September 22, 2016
Tagged: Peer Educators

Learning to Cope

News, General News

by Dan Rossi '16
For a second year, Project Semicolon is helping Adelphi students to cope with loneliness and despair.
Project Semicolon booth in the Ruth S. Harley University Center

The Project Semicolon booth in the Ruth S. Harley University Center.

September is Suicide Prevention Month, and Adelphi is committed to aiding the cause.
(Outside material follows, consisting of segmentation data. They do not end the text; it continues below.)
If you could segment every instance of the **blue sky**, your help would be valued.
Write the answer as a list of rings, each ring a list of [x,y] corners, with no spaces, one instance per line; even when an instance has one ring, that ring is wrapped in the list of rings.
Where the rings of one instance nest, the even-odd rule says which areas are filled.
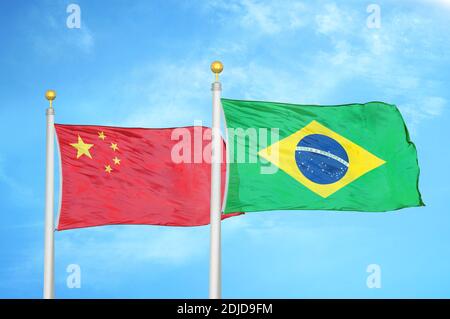
[[[172,127],[211,122],[223,95],[399,106],[416,143],[424,208],[251,213],[223,222],[223,296],[450,297],[450,1],[70,1],[0,3],[0,297],[43,285],[44,92],[56,121]],[[369,4],[381,28],[367,27]],[[56,233],[58,298],[205,298],[209,227]],[[66,267],[81,267],[81,288]],[[379,289],[366,268],[381,267]]]

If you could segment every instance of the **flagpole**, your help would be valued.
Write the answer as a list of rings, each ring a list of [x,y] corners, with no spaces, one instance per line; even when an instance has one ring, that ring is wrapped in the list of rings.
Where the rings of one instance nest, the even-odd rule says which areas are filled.
[[[48,90],[45,98],[49,101],[47,108],[47,145],[46,145],[46,165],[45,165],[45,240],[44,240],[44,299],[54,298],[54,143],[55,143],[55,110],[53,100],[56,92]]]
[[[212,83],[213,97],[213,125],[211,143],[211,238],[209,259],[209,298],[221,298],[221,248],[220,248],[220,223],[221,223],[221,161],[222,161],[222,139],[220,136],[220,95],[222,86],[219,82],[219,73],[223,65],[219,61],[211,64],[211,71],[216,75]]]

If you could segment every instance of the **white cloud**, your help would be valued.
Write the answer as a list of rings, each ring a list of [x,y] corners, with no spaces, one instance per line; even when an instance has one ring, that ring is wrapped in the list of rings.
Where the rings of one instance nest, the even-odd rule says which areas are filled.
[[[307,17],[306,6],[290,0],[219,0],[208,1],[206,7],[208,10],[231,13],[240,26],[267,35],[301,28]]]
[[[132,71],[125,90],[137,105],[122,125],[174,127],[204,120],[204,109],[211,100],[213,75],[210,61],[163,62],[140,66]],[[206,124],[206,123],[204,123]]]
[[[326,4],[323,12],[315,16],[317,32],[331,34],[345,32],[353,23],[353,17],[345,10],[339,9],[336,4]]]

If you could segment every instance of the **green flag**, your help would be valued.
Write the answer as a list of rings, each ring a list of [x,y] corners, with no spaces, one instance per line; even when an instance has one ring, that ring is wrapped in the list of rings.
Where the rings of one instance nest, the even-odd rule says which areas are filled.
[[[414,144],[395,105],[222,99],[225,213],[423,206]]]

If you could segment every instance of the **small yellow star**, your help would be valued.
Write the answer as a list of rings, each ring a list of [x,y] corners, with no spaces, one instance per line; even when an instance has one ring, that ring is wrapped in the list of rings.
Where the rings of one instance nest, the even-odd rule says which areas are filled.
[[[111,172],[112,172],[111,165],[105,165],[105,172],[108,174],[111,174]]]
[[[111,143],[111,148],[113,149],[114,152],[119,149],[119,147],[117,146],[117,143]]]
[[[77,149],[77,159],[80,158],[83,155],[86,155],[87,157],[92,159],[91,153],[89,153],[89,149],[94,146],[94,144],[86,144],[81,139],[81,136],[78,135],[78,142],[72,143],[70,146],[73,146]]]
[[[101,139],[102,141],[104,141],[105,138],[106,138],[105,133],[103,131],[102,132],[98,132],[98,138]]]

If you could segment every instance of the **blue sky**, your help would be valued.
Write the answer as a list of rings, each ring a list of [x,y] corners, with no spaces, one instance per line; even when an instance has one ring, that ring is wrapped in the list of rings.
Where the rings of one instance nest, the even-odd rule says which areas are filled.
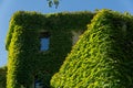
[[[49,8],[47,0],[0,0],[0,66],[7,64],[8,54],[4,50],[11,15],[19,10],[54,13],[62,11],[94,11],[111,9],[133,14],[133,0],[61,0],[58,9]]]

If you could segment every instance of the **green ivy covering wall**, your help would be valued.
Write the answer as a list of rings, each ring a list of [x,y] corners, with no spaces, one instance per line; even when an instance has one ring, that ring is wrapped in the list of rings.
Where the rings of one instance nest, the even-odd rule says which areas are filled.
[[[101,10],[68,55],[52,88],[132,88],[133,16]]]
[[[94,13],[63,12],[41,14],[19,11],[10,21],[6,48],[7,88],[32,88],[38,76],[47,87],[72,46],[72,31],[85,30]],[[40,32],[50,32],[49,51],[40,51]]]

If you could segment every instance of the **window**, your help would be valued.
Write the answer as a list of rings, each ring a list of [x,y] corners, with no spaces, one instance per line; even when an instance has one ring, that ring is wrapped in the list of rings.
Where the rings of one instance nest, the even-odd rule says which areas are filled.
[[[41,32],[40,34],[40,51],[48,51],[50,44],[50,33],[49,32]]]

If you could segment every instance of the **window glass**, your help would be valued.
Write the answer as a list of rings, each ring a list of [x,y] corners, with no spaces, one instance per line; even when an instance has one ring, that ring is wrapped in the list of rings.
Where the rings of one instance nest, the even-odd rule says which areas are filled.
[[[48,51],[50,44],[50,33],[49,32],[41,32],[40,33],[40,51]]]
[[[49,37],[42,37],[41,38],[41,51],[48,51],[49,50]]]

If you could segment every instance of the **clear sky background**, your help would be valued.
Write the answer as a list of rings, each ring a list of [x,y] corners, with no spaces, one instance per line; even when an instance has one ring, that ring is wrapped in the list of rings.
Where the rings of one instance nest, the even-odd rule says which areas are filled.
[[[6,36],[11,15],[19,10],[54,13],[62,11],[94,11],[95,9],[111,9],[133,14],[133,0],[61,0],[58,9],[49,8],[47,0],[0,0],[0,67],[8,61],[4,48]]]

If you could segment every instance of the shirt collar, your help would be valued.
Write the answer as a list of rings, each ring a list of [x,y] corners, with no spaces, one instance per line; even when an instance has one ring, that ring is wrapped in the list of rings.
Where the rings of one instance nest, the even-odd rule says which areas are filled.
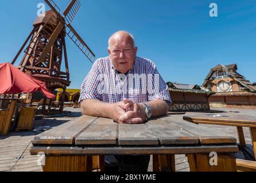
[[[115,67],[114,66],[113,63],[112,62],[112,61],[111,61],[111,59],[110,59],[110,57],[108,57],[108,58],[109,58],[109,60],[110,60],[110,67],[111,67],[111,68],[112,69],[114,69],[114,70],[115,70],[115,71],[117,73],[118,73],[118,71],[117,71],[117,69],[115,69]],[[131,67],[131,69],[130,69],[130,70],[128,71],[128,73],[127,73],[127,74],[130,74],[131,72],[132,72],[132,71],[134,70],[134,67],[135,67],[135,63],[136,63],[136,62],[137,62],[137,57],[136,57],[135,58],[135,61],[134,61],[134,63],[133,63],[133,67]]]

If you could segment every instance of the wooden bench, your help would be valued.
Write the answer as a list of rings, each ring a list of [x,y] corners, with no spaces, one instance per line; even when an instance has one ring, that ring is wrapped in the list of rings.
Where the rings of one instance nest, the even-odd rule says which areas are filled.
[[[211,114],[205,113],[187,113],[183,117],[183,119],[196,124],[236,126],[241,147],[246,146],[242,128],[249,128],[253,146],[254,158],[256,157],[256,117],[232,113]],[[220,114],[219,116],[218,116],[218,114]],[[236,162],[238,164],[238,170],[251,170],[251,171],[253,169],[256,170],[256,162],[255,161],[237,160]]]
[[[167,116],[129,125],[83,116],[35,137],[30,153],[44,153],[46,172],[104,171],[104,156],[111,154],[153,154],[154,171],[175,171],[174,155],[178,154],[202,157],[196,170],[236,170],[235,138],[173,120]],[[209,166],[212,152],[218,153],[220,166]]]

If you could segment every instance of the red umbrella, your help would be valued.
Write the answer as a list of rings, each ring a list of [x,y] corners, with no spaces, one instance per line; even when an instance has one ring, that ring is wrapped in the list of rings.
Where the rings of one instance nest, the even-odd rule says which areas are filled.
[[[56,96],[49,92],[45,83],[21,71],[9,63],[0,64],[0,94],[28,93],[41,92],[47,98]]]

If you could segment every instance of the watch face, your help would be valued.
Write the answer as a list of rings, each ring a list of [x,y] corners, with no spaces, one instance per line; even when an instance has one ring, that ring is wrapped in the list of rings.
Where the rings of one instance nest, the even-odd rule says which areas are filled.
[[[219,89],[222,92],[227,92],[230,88],[230,83],[226,81],[220,81],[218,84]]]
[[[149,110],[148,111],[148,114],[147,114],[147,116],[148,116],[148,118],[149,119],[151,118],[151,109],[149,109]]]

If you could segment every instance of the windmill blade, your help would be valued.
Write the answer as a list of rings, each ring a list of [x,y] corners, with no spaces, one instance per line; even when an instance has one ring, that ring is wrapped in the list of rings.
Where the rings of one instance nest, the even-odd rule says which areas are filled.
[[[93,62],[95,58],[95,55],[94,53],[91,50],[90,47],[70,24],[65,24],[65,26],[67,34],[71,39],[71,40],[73,41],[76,45],[77,46],[86,57],[87,57],[91,62]]]
[[[71,1],[69,5],[63,12],[67,24],[71,23],[80,7],[81,3],[79,0],[72,0]]]
[[[53,0],[44,0],[44,1],[45,1],[47,5],[50,6],[50,7],[54,11],[54,12],[55,12],[55,13],[57,15],[62,17],[62,15],[60,14],[60,8],[58,7],[58,6],[57,6],[57,5],[54,2]]]

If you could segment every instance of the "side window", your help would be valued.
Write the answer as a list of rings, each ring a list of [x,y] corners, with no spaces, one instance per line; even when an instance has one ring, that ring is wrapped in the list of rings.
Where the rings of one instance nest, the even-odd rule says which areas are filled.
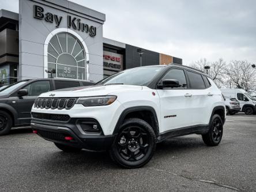
[[[187,71],[191,89],[205,89],[205,85],[200,74]]]
[[[40,94],[51,91],[49,81],[39,81],[32,82],[22,89],[27,89],[28,96],[37,96]]]
[[[204,81],[205,82],[205,86],[206,86],[206,88],[210,86],[210,83],[209,81],[208,78],[204,76],[203,76],[202,77],[203,77]]]
[[[242,93],[238,93],[238,99],[239,101],[248,101],[249,99]]]
[[[55,83],[55,89],[60,89],[69,88],[70,87],[80,86],[78,81],[54,81]]]
[[[186,80],[185,74],[184,71],[180,69],[171,69],[169,71],[166,73],[163,80],[165,79],[174,79],[179,81],[179,84],[181,86],[179,88],[187,88],[187,81]],[[174,88],[173,89],[175,89]]]

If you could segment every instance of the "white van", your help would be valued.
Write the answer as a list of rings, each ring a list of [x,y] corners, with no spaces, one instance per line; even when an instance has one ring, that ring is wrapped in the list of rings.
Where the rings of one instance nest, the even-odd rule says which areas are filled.
[[[225,97],[236,98],[240,103],[240,111],[246,115],[256,113],[256,99],[242,89],[221,89]]]

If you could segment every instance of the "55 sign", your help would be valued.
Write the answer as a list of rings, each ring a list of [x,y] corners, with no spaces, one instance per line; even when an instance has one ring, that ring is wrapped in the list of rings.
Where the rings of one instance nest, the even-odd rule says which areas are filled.
[[[77,67],[57,64],[57,77],[77,78]]]

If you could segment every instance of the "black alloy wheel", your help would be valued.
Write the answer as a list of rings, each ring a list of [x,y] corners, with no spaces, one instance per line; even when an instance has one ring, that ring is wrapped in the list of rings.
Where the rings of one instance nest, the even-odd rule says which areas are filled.
[[[253,115],[253,108],[251,107],[246,107],[244,108],[244,113],[246,115]]]
[[[140,119],[129,119],[121,126],[110,155],[123,167],[138,168],[150,160],[156,145],[156,135],[150,126]]]
[[[7,134],[13,125],[12,117],[5,111],[0,111],[0,135]]]
[[[202,135],[203,141],[209,146],[218,145],[223,134],[223,124],[220,116],[213,115],[209,126],[208,133]]]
In addition to 2016 being the University’s second year of supporting Project Semicolon on campus, Adelphi is offering Question, Persuade and Refer (QPR) suicide prevention training on September 29, 2016.

The Health and Wellness Peer Educators brought Project Semicolon to Adelphi when Jacqueline Cartabuke, Ph.D.(c), director of health services, believed it would be a great way to start a conversation about mental health at Adelphi.

“I came across Project Semicolon on Facebook last year and found it to be associated with several factors that we notice within the Adelphi campus on a daily basis,” Cartabuke explained. Adelphi’s first Project Semicolon awareness event was in November 2015, and was met with great support from the students. “As the healthcare provider for the campus, I meet students frequently who feel lost, alone and desperate.”

Project Semicolon was founded in 2014 by Amy Bleuel, who struggled with mental illness for more than 20 years and lost her father to suicide.

Project Semicolon’s website explains the simple, yet powerful, meaning behind the symbol: “A semicolon is used when an author could’ve ended a sentence but chose not to. You are the author and the sentence is your life.” Lauren Dolinski, health educator and adviser at the Health and Wellness Peer Education Center, expanded on this, explaining that “this small symbol has opened up a big conversation amongst students and staff and shows that Adelphi is a welcoming place.”

Adelphi Project Semicolon representatives will be in the Ruth S. Harley University Center lobby every Friday of September 2016. The QPR suicide prevention course will be held on September 29 from 12:00–1:30 p.m. in the Ruth S. Harley University Center, Room 211, and will train attendees on how to recognize and address warning signs in suicidal persons.